I recently discovered Orangette‘s fabulous food blog, and her recipe for an almost-flourless chocolate cake just sucked me in and wouldn’t let go. All it’s made of is chocolate, butter, sugar, eggs and a touch of flour. Seriously. How could it be bad? It seemed like it would be rustic and rich, like something you would order from a tiny, homey café while on a trip to Paris. You’d drink your steaming café au lait and swirl forkfuls of the chocolaty goodness in freshly whipped cream, thinking about how this cake would be the first thing you’d mention when describing the trip to your friends. Yeah, this is what food does to me. And it really was that good. My photo, unfortunately, is not that good. I didn’t care about the picture. I just wanted to eat cake.
Recipe from Orangette, adapted from Je veux du chocolat! by Trish Deseine
7 ounces best-quality dark chocolate
7 ounces unsalted European-style butter (the high-butterfat kind), cut into ½-inch cubes
1 1/3 cup granulated sugar
5 large eggs
1 Tbs unbleached all-purpose flour
“Preheat the oven to 375 degrees Fahrenheit, and butter an 8-inch round cake pan. Line the base of the pan with parchment, and butter the parchment too.
Finely chop the chocolate (a serrated bread knife does an outstanding job of this) and melt it gently with the butter in a double boiler or in the microwave, stirring regularly to combine. Add the sugar to the chocolate-butter mixture, stirring well, and set aside to cool for a few moments. Then add the eggs one by one, stirring well after each addition, and then add the flour. The batter should be smooth, dark, and utterly gorgeous.

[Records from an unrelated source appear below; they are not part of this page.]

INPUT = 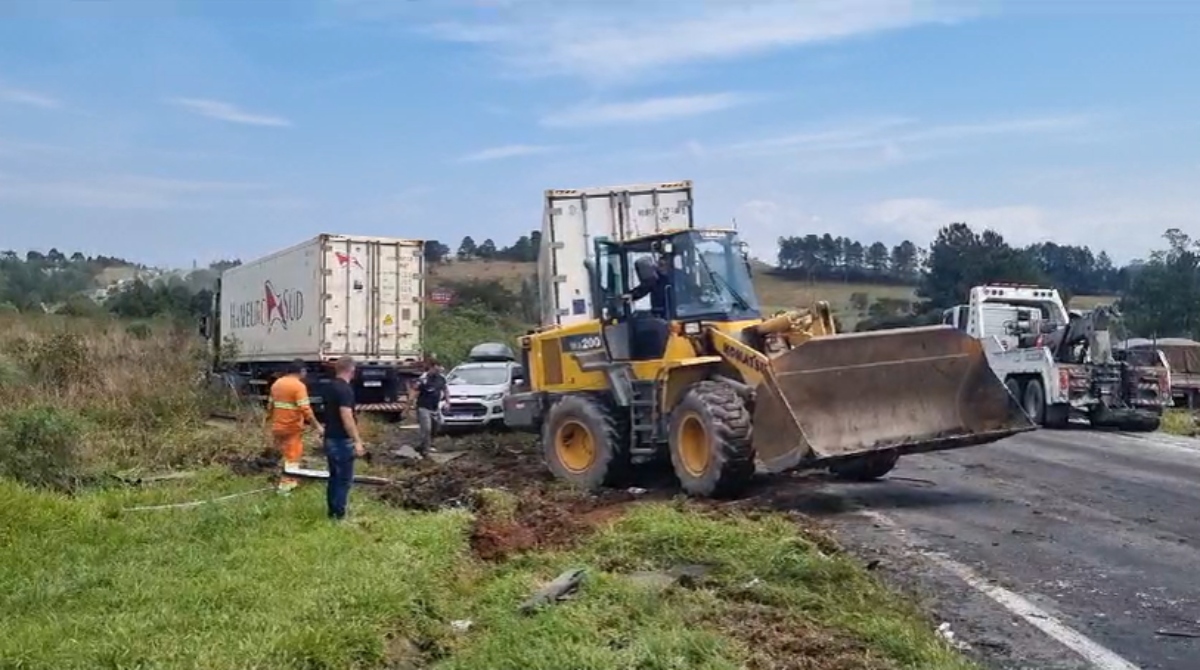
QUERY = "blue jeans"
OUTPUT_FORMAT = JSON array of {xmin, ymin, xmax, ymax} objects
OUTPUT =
[{"xmin": 325, "ymin": 437, "xmax": 354, "ymax": 519}]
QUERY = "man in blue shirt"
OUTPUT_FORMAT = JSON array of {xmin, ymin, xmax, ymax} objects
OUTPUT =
[{"xmin": 323, "ymin": 355, "xmax": 366, "ymax": 521}]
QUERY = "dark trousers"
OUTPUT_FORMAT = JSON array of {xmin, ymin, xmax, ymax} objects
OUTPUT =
[{"xmin": 325, "ymin": 437, "xmax": 354, "ymax": 519}]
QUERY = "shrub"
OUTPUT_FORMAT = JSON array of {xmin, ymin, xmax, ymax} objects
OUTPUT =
[
  {"xmin": 425, "ymin": 307, "xmax": 527, "ymax": 369},
  {"xmin": 0, "ymin": 405, "xmax": 84, "ymax": 487}
]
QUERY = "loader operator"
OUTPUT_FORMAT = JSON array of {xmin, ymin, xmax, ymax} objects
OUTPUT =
[
  {"xmin": 623, "ymin": 253, "xmax": 676, "ymax": 360},
  {"xmin": 268, "ymin": 360, "xmax": 325, "ymax": 493}
]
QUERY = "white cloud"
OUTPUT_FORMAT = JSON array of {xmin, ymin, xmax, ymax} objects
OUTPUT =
[
  {"xmin": 541, "ymin": 92, "xmax": 757, "ymax": 128},
  {"xmin": 428, "ymin": 0, "xmax": 977, "ymax": 82},
  {"xmin": 725, "ymin": 114, "xmax": 1092, "ymax": 158},
  {"xmin": 862, "ymin": 198, "xmax": 1054, "ymax": 245},
  {"xmin": 458, "ymin": 144, "xmax": 560, "ymax": 163},
  {"xmin": 0, "ymin": 86, "xmax": 62, "ymax": 109},
  {"xmin": 167, "ymin": 97, "xmax": 292, "ymax": 127},
  {"xmin": 0, "ymin": 174, "xmax": 265, "ymax": 209}
]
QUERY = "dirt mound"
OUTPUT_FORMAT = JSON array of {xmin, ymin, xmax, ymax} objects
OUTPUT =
[{"xmin": 470, "ymin": 490, "xmax": 635, "ymax": 561}]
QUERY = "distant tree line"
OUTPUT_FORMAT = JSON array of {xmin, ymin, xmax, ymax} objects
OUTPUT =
[
  {"xmin": 0, "ymin": 249, "xmax": 229, "ymax": 319},
  {"xmin": 776, "ymin": 230, "xmax": 1128, "ymax": 294},
  {"xmin": 0, "ymin": 222, "xmax": 1200, "ymax": 337},
  {"xmin": 425, "ymin": 231, "xmax": 541, "ymax": 263}
]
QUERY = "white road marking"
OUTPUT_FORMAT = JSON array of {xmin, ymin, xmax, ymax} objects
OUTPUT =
[{"xmin": 859, "ymin": 509, "xmax": 1141, "ymax": 670}]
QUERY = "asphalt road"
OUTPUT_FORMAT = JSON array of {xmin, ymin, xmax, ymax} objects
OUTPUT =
[{"xmin": 790, "ymin": 430, "xmax": 1200, "ymax": 670}]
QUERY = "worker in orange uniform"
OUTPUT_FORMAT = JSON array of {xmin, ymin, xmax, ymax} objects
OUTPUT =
[{"xmin": 268, "ymin": 360, "xmax": 325, "ymax": 493}]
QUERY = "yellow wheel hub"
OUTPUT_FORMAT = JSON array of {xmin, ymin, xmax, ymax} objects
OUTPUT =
[
  {"xmin": 679, "ymin": 414, "xmax": 713, "ymax": 477},
  {"xmin": 554, "ymin": 421, "xmax": 596, "ymax": 473}
]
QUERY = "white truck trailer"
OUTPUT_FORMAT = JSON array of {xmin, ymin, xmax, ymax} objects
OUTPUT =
[
  {"xmin": 538, "ymin": 180, "xmax": 695, "ymax": 325},
  {"xmin": 942, "ymin": 285, "xmax": 1171, "ymax": 431},
  {"xmin": 202, "ymin": 234, "xmax": 425, "ymax": 415}
]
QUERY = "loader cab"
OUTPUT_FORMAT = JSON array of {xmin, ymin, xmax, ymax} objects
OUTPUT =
[{"xmin": 595, "ymin": 229, "xmax": 762, "ymax": 360}]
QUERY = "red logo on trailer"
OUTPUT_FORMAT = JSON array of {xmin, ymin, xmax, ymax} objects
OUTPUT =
[
  {"xmin": 334, "ymin": 251, "xmax": 362, "ymax": 269},
  {"xmin": 229, "ymin": 280, "xmax": 304, "ymax": 333},
  {"xmin": 263, "ymin": 280, "xmax": 292, "ymax": 330}
]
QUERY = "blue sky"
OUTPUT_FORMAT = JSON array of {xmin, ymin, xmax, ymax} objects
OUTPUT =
[{"xmin": 0, "ymin": 0, "xmax": 1200, "ymax": 265}]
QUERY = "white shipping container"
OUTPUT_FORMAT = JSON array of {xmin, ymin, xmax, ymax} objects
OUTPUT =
[
  {"xmin": 220, "ymin": 234, "xmax": 425, "ymax": 364},
  {"xmin": 538, "ymin": 180, "xmax": 695, "ymax": 325}
]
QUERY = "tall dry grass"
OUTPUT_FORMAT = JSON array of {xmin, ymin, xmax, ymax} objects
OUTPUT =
[{"xmin": 0, "ymin": 316, "xmax": 260, "ymax": 485}]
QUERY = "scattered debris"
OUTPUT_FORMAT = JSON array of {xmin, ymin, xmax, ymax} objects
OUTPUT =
[
  {"xmin": 520, "ymin": 568, "xmax": 587, "ymax": 614},
  {"xmin": 121, "ymin": 486, "xmax": 275, "ymax": 512},
  {"xmin": 937, "ymin": 621, "xmax": 971, "ymax": 651},
  {"xmin": 1154, "ymin": 628, "xmax": 1200, "ymax": 639},
  {"xmin": 692, "ymin": 600, "xmax": 896, "ymax": 670}
]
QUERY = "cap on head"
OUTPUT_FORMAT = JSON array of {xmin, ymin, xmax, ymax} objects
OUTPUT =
[{"xmin": 334, "ymin": 355, "xmax": 354, "ymax": 375}]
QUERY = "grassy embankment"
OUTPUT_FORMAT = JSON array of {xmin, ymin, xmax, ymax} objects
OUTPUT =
[
  {"xmin": 0, "ymin": 319, "xmax": 968, "ymax": 670},
  {"xmin": 431, "ymin": 261, "xmax": 1116, "ymax": 328}
]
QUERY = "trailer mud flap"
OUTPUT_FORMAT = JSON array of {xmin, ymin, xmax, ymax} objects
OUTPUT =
[{"xmin": 754, "ymin": 325, "xmax": 1037, "ymax": 472}]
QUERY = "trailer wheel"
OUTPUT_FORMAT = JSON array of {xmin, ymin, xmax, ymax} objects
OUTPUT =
[
  {"xmin": 829, "ymin": 451, "xmax": 900, "ymax": 481},
  {"xmin": 668, "ymin": 381, "xmax": 755, "ymax": 497},
  {"xmin": 1021, "ymin": 378, "xmax": 1070, "ymax": 429},
  {"xmin": 541, "ymin": 395, "xmax": 629, "ymax": 491}
]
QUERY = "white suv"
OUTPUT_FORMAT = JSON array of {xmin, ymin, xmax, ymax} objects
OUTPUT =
[{"xmin": 438, "ymin": 343, "xmax": 524, "ymax": 429}]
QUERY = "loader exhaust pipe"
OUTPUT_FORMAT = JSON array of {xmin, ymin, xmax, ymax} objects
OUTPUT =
[{"xmin": 754, "ymin": 325, "xmax": 1037, "ymax": 472}]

Pour batter into the buttered cake pan and bake for approximately 25 minutes, or until the center of the cake looks set and the top is shiny and a bit crackly-looking. (I usually set the timer for 20 minutes initially, and then I check the cake every two minutes thereafter until it’s done. At 20 minutes, it’s usually quite jiggly in the center. You’ll know it’s done when it jiggles only slightly, if at all.) Let the cake cool in its pan on a rack for 10 minutes; then carefully turn the cake out of the pan and revert it, so that the crackly side is facing upward. Allow to cool completely. The cake will deflate slightly as it cools.

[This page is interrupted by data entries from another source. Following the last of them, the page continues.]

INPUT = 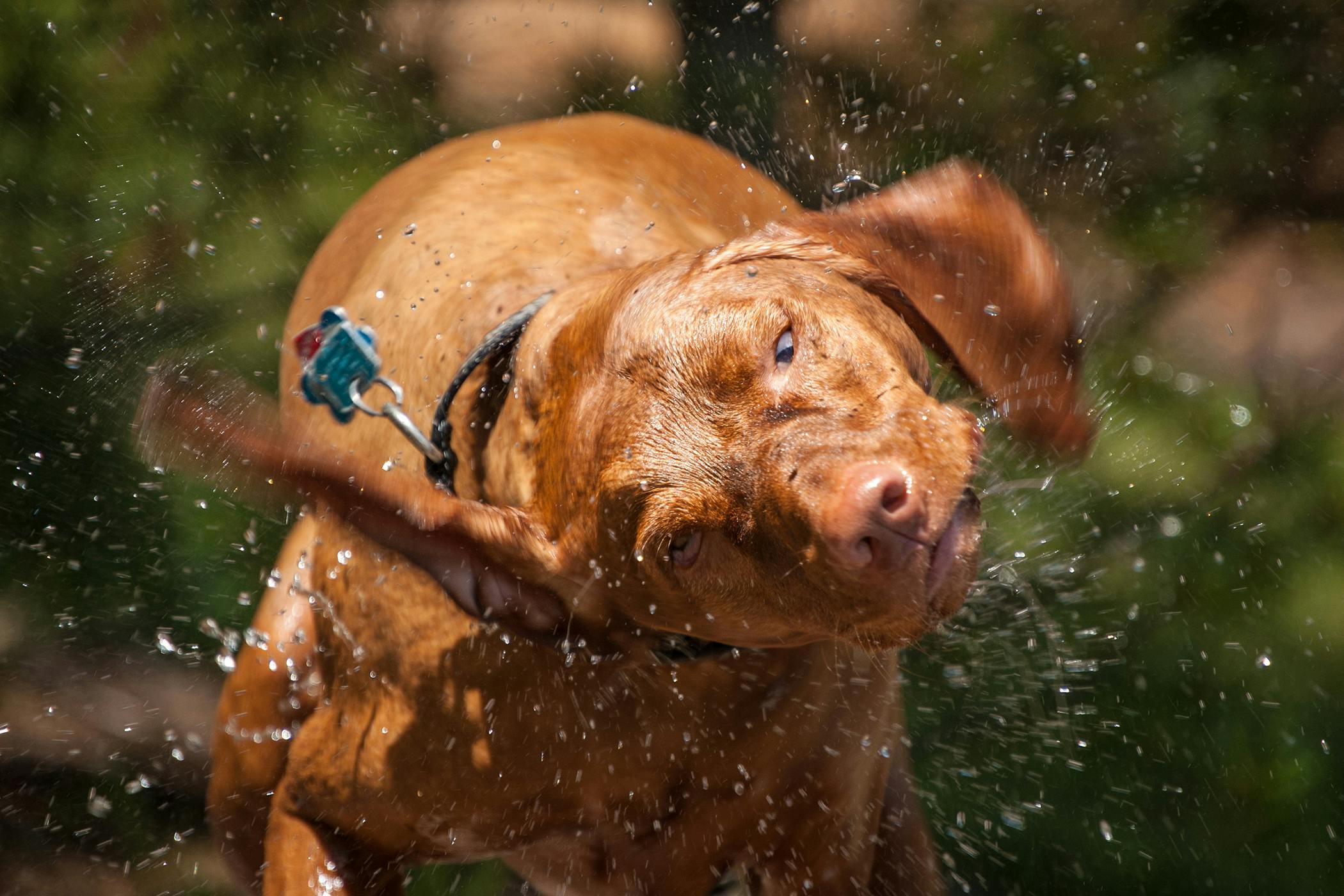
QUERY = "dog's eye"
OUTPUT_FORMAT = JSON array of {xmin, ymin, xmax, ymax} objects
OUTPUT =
[
  {"xmin": 774, "ymin": 329, "xmax": 793, "ymax": 369},
  {"xmin": 668, "ymin": 531, "xmax": 704, "ymax": 570}
]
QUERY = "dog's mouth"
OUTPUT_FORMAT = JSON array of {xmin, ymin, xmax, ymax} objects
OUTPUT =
[{"xmin": 925, "ymin": 489, "xmax": 980, "ymax": 616}]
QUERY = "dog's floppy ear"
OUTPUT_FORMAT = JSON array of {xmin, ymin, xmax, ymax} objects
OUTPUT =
[
  {"xmin": 711, "ymin": 161, "xmax": 1091, "ymax": 454},
  {"xmin": 136, "ymin": 365, "xmax": 566, "ymax": 636}
]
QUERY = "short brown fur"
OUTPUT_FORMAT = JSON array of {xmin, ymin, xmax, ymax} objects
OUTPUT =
[{"xmin": 141, "ymin": 116, "xmax": 1089, "ymax": 896}]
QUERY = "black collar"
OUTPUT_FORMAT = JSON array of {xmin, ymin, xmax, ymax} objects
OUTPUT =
[
  {"xmin": 425, "ymin": 290, "xmax": 739, "ymax": 665},
  {"xmin": 425, "ymin": 289, "xmax": 555, "ymax": 494}
]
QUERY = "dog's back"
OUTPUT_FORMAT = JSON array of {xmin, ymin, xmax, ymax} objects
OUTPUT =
[{"xmin": 280, "ymin": 114, "xmax": 797, "ymax": 497}]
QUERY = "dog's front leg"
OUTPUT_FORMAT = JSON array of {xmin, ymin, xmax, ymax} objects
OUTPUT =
[{"xmin": 262, "ymin": 791, "xmax": 403, "ymax": 896}]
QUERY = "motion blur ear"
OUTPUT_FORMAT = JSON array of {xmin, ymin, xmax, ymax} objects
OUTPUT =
[
  {"xmin": 136, "ymin": 365, "xmax": 564, "ymax": 636},
  {"xmin": 707, "ymin": 161, "xmax": 1091, "ymax": 456}
]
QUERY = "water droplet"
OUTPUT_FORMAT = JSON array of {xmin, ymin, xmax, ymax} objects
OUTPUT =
[{"xmin": 89, "ymin": 791, "xmax": 111, "ymax": 818}]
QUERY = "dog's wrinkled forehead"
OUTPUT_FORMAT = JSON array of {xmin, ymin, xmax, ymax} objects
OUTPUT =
[{"xmin": 605, "ymin": 259, "xmax": 929, "ymax": 402}]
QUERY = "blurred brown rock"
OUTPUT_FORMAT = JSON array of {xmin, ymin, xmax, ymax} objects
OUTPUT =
[
  {"xmin": 381, "ymin": 0, "xmax": 682, "ymax": 125},
  {"xmin": 1153, "ymin": 223, "xmax": 1344, "ymax": 410}
]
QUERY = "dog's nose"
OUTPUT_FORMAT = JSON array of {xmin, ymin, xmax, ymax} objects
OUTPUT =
[{"xmin": 820, "ymin": 462, "xmax": 927, "ymax": 572}]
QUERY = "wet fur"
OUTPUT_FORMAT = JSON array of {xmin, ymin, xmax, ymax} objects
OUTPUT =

Serve in wedges at room temperature with a loose dollop of ever-so-slightly sweetened whipped cream.”
g-ma’s note: If you’re lazy like me, skip the whole turning-it-upside-down part and just serve it out of the dish. I used a porcelain 9-inch pie dish and it worked out just dandy. Even though I left it on a cooling rack, keeping it in the plate continued the cooking process after taking it out of the oven, but I liked the kinda-chewy edges that this process created. Enjoy!